A memory manufacturer ran a CMP module for 11 days between pad changes without a process alarm. Wafer bow measurements before the CMP step had been drifting upward for the entire period. The module team's SPC charts monitored within-wafer thickness uniformity only - not bow. The bow drift indicated that film stress was accumulating, which changed the pad-wafer contact geometry and caused systematic center-to-edge removal rate non-uniformity.
Including incoming wafer bow as a feature in the CMP VM model would have detected the drift 4 days earlier and prevented 3 days of yield loss.
Device Physics Primer
Process parameters determine geometry. Geometry determines electrical behavior. A 2 nm variation in etch depth does not matter geometrically at the scale of a transistor; it matters because it shifts threshold voltage (Vth) by 50 mV, which increases subthreshold leakage by an order of magnitude, which bins the chip from the high-performance tier to the low-performance tier, which changes its selling price by $30 per die. Understanding this chain is what connects your etch VM model to a dollar value.
The Transistor Architecture Evolution
Classical MOSFETs placed the gate electrode on a flat silicon surface. At nodes above 22 nm, this geometry provided sufficient electrostatic control. As gates shrank below 22 nm, the gate progressively lost control of the channel and short-channel effects caused Vth to become length-dependent. At 22 nm and below, the industry moved to FinFETs: the channel is a vertical silicon fin wrapped on three sides by the gate. This three-sided control restores electrostatic suppression that was lost in planar geometry.
At the 3 nm node and below, FinFETs hit their scaling limit. Gate-All-Around (GAA) architecture replaces vertical fins with horizontal silicon nanosheets stacked vertically, with the gate material completely surrounding each sheet on all four sides. The channel region is grown as alternating layers of silicon and silicon-germanium (SiGe); a selective isotropic etch removes the SiGe without etching the silicon, leaving suspended silicon nanosheets surrounded by gate material.
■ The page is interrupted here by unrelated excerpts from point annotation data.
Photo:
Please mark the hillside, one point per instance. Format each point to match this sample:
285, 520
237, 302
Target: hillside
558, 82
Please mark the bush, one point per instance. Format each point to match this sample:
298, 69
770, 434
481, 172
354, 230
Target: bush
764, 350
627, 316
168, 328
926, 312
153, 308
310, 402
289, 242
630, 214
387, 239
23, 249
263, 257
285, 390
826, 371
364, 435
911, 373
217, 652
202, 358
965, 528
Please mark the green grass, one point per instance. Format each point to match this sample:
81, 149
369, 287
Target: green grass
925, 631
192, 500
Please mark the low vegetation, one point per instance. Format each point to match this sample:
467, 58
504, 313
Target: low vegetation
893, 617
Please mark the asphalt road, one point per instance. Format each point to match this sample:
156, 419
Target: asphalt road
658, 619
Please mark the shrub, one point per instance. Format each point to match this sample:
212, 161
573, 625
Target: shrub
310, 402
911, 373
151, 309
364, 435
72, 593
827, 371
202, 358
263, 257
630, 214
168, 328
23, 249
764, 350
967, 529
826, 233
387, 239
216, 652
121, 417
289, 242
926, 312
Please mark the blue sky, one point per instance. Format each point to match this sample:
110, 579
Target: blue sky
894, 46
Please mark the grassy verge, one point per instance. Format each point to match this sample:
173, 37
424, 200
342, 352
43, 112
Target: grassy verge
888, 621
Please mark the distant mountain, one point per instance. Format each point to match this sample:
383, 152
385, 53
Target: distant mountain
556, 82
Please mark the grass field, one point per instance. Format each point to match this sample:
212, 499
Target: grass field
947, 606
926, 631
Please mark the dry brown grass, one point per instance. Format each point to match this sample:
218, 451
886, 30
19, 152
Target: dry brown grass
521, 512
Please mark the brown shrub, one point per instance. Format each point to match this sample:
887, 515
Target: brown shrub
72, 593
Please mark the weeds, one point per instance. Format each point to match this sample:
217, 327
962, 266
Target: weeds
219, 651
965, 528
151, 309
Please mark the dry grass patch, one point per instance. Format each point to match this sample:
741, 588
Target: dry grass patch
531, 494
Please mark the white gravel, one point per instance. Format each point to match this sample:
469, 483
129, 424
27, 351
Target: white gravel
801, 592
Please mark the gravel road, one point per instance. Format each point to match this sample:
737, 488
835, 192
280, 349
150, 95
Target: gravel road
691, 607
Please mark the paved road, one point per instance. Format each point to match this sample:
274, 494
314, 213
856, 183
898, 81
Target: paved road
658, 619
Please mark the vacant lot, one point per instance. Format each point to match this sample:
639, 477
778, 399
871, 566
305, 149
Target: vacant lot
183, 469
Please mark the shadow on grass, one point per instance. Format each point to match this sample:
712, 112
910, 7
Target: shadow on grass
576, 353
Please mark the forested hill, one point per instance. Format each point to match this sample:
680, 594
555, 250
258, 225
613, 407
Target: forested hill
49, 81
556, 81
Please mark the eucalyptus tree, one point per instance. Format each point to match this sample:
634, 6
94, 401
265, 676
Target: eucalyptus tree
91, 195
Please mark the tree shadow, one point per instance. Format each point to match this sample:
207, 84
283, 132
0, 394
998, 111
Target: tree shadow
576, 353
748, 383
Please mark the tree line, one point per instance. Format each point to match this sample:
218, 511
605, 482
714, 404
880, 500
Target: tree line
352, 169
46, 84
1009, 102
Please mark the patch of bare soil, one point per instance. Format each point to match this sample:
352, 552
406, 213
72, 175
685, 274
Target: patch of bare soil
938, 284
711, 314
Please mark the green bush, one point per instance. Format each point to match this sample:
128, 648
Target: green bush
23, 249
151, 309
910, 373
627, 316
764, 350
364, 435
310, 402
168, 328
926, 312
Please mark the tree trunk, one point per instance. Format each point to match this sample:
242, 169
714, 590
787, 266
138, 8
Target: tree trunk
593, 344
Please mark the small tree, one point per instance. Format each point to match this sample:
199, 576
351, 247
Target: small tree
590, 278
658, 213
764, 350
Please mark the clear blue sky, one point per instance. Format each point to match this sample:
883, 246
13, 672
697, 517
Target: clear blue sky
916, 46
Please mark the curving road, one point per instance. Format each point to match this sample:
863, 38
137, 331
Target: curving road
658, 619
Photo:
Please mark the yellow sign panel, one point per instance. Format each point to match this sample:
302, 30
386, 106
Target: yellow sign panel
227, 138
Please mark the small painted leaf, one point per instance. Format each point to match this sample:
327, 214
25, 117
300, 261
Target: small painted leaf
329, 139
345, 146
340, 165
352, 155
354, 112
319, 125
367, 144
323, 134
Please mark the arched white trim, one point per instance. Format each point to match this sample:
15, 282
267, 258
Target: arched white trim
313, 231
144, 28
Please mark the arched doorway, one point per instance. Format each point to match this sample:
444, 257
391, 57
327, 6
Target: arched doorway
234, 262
Threshold voltage and drive current tradeoffs
Vth is the voltage required to turn the transistor on. It depends on gate oxide thickness, channel doping, and gate work function. Variation in Vth is the primary driver of bin splits: high Vth means slow switching (bins to low frequency); low Vth means fast switching but high leakage (bins to high power tier). In modern high-k/metal-gate processes, the effective work function is tuned by depositing ultra-thin metal layers using ALD. The thickness of these layers, controlled to fractions of a nanometer, determines Vth. VM models predicting speed bins must include ALD pulse telemetry as inputs.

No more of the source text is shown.